Lots of real life data to ponder. :thumbup:


----------



## g-man (Jun 15, 2017)

Virigniagal, they dont post their price online. For some reason they want you call for pricing. I dont understand why.

Ridgerunner, I do keep a chart of the values over the years. It is not apples to apples since I was using logan in the past which is M3 and then I switched to the AA/Olsen (2020). Values like pH, the method doesnt matter, but Ca, K and P do.










The pH seems to be bouncing around. I will need 6 values decreasing to call it a trend (per control chart rules). I'm not sure if it is sampling variance. I try to take samples front and back in equal quantity, but there is always that potential. Another hypothesis I have is years that are more dry, I use more irrigation. I have hard water (25 grains), so I'm not sure how much that can affect.
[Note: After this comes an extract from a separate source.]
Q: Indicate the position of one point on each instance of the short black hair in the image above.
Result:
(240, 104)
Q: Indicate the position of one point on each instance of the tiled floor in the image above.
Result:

P is at the point I would like to keep it at.

Mg? I'm not sure what is going on with Mg. Maybe the calcium from the hardwater?

I do use foliar FEature sometimes thru the year, which has micros. But the rate I use are in 1-2oz of FEature. It has the micros at 4-6% by weight, so the rate is so low that it wont impact the soil.

Potassium is the most variable. I think it has to be some competition for exchange sites plus the same hard water comment. I dont really know, but I will continue to add more.


----------